Et lui aussi s’excuserait presque de cet aveu. Je me suis moi-même étonné de ces similitudes…avant de comprendre ceci : dès lors qu’elle est travaillée toute matière acquiert pour celui qui la travaille les caractéristiques du vivant et l’imaginaire la traite comme telle. Elle résiste ou obéit, elle ruse ou proteste, elle éprouve des sentiments auxquels répondent les sentiments de celui qui la travaille. Dès lors la différence n’est plus si grande. C’est pourquoi penser le soin à partir de sa matérialité, penser le vivant sur lequel on agit comme matière ne fait pas du vivant une chose, c’est même le contraire.
Dans « La terre et les rêveries de la volonté » Gaston Bachelard développe largement un imaginaire du travail de la matière, des différents types de matière. Entre la pure technique du geste (qui n’est jamais pure !) et l’intersubjectivité il y a en effet le domaine infiniment riche, si l’on s’y intéresse, de cette imagination matérielle et dynamique qui se déploie autour du soin dans l’esprit de celui qui travaille. Qui s’y déploie nécessairement, même s’il n’a pas l’opportunité d’en dire quelque chose.
La colère de Goujet et celle de Boit-sans-soif
Je me souviens d’une lecture d’école communale, sans doute destinée à nous mettre en garde contre les dangers de l’alcool. Même si par ailleurs il était dit dans le même manuel que tout français devait boire un litre de vin par jour, et tout travailleur de force, deux ! Elle était extraite de « L’assommoir » de Zola. Deux forgerons également expérimentés faisaient un concours où il s’agissait de forger un boulon. Ils se nommaient Goujet et Boit-sans-soif, ce qui se passe de commentaires. Tous deux réalisaient en même temps un travail parfait, mais à la fin l’intempérant Boit-sans-soif donnait les deux coups de marteau de trop qui ruinaient toute l’œuvre. L’alcoolique ne se maitrisait pas, alors que le tempérant Goujet qui ne fréquentait pas le cabaret était donné en exemple.
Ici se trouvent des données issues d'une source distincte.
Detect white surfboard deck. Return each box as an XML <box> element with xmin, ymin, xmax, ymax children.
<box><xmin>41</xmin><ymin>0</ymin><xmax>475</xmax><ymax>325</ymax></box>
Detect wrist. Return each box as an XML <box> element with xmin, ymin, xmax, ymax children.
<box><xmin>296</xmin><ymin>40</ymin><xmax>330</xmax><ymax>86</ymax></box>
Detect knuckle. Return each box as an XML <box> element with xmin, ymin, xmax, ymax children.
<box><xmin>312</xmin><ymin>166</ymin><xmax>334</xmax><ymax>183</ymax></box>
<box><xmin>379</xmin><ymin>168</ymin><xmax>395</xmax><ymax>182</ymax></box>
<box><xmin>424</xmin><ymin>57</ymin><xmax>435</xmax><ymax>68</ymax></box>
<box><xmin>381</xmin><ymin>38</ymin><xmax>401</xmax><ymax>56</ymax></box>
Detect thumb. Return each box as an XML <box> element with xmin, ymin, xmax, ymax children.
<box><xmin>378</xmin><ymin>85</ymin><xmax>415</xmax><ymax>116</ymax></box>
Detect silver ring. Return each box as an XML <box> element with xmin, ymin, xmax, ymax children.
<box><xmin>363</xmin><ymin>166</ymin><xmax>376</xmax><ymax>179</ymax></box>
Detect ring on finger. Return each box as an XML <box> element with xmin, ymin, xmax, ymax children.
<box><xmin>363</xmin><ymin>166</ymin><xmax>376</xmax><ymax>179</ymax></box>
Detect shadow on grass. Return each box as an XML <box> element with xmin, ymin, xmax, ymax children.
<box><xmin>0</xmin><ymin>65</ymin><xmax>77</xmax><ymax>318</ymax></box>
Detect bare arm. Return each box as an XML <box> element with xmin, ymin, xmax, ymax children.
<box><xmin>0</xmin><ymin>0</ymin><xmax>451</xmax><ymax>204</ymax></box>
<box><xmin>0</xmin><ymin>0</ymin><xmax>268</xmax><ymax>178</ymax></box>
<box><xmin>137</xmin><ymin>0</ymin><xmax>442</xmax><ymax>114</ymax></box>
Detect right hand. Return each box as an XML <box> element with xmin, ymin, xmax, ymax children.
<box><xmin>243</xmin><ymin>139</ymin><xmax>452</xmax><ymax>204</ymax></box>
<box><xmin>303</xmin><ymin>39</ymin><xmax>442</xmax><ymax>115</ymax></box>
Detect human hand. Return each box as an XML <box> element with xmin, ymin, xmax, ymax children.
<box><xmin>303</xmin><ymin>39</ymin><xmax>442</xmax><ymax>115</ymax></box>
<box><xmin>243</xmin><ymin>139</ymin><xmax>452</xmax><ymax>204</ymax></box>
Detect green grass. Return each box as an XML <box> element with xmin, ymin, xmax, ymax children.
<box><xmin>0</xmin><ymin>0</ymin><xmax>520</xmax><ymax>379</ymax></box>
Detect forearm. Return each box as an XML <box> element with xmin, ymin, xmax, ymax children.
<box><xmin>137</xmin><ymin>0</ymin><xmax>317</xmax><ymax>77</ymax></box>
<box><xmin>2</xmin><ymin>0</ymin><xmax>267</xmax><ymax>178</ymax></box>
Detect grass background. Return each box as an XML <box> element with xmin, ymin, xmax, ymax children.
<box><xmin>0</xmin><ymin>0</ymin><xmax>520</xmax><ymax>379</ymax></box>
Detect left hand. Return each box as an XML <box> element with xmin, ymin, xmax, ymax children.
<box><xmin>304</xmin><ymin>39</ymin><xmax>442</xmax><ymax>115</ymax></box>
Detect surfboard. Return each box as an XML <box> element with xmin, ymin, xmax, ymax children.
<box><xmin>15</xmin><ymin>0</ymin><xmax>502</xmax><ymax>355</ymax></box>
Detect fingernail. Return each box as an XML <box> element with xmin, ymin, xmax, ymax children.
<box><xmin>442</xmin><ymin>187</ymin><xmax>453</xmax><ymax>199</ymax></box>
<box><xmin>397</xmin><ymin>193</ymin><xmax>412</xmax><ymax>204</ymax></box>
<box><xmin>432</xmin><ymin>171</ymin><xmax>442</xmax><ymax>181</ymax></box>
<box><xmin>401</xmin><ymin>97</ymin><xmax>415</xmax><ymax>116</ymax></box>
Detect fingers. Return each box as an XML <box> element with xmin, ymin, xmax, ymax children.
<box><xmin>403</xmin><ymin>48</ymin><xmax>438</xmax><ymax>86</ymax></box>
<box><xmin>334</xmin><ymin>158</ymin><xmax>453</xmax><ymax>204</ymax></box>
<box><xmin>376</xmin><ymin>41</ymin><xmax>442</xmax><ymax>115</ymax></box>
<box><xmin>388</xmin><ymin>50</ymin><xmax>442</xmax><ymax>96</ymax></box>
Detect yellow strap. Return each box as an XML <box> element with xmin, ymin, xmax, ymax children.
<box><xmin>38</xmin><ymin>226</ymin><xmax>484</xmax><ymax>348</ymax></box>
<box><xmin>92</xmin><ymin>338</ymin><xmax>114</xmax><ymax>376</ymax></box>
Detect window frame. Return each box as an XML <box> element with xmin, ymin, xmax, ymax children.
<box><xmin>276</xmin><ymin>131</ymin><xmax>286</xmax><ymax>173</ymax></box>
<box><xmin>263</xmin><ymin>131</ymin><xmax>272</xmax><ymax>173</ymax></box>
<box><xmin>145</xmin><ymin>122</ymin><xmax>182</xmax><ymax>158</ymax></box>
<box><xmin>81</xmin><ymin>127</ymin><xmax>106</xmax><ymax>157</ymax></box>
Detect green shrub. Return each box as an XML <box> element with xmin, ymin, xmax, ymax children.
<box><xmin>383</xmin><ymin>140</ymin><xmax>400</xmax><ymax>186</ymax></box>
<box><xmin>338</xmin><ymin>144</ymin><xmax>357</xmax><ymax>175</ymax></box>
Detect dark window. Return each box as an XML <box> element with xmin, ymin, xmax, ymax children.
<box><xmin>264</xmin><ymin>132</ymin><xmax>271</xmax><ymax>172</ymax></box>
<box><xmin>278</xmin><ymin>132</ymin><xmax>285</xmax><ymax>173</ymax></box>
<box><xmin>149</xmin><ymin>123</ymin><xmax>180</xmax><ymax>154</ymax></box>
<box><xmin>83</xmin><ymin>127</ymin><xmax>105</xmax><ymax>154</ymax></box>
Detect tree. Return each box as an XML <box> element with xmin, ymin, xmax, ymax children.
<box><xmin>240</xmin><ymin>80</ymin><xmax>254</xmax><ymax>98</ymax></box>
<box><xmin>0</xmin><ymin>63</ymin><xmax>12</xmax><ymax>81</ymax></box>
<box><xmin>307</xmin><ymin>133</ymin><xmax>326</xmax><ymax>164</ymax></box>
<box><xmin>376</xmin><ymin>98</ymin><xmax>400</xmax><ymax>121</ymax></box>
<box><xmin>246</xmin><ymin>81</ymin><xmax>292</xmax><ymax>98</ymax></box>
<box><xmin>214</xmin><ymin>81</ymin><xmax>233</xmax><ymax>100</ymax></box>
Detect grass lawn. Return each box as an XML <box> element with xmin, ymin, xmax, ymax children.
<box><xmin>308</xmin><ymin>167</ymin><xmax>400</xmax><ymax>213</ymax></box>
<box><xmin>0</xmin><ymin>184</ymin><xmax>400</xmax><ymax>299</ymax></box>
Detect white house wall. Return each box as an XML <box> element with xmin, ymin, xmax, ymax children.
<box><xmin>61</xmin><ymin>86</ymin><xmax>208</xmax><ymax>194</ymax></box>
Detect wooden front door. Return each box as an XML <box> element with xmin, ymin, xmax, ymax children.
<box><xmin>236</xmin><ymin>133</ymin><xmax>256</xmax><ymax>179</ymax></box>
L’activité désordonnée de Boit-sans-soif contenait une destructivité, une colère contre la matière, ou peut-être contre sa vie de prolétaire, colère qui ne trouvant plus son objet se retournait contre elle-même.
Dans le geste parfait de Goujet il y a aussi la colère, mais c’est une colère intelligente : « il avait le jeu classique, correct, balancé et souple ». Et ce n’est pas pour rien que revient la métaphore dansante : « en cadence, comme une dame noble, l’air sérieux, conduisant quelque menuet ancien ».
Bachelard parle de la colère, ce sentiment qui ne se diffère pas et qui pour cela a partie liée avec la vérité : « La colère est une révélation de l’être. Dans la colère on se sent nouveau, rénové, appelé à une vie nouvelle ». Il cite Jacob Boehme : « Nous avons tous la source de la colère et de l’âpreté dans l’origine de notre vie ; autrement nous ne serions pas vivants ». C’est une colère « qui ne brise rien. C’est aussi d’une colère bien spéciale que parle l’énergétique chinoise. Elle est du domaine du jeune yang: énergie du printemps, énergie naissante de l’enfance. Dans le cycle des cinq éléments la colère qui est printanière nourrit le cœur, énergie de l’été, mais elle est contrôlée à son tour par celle de l’automne, énergie de mesure et de réflexion.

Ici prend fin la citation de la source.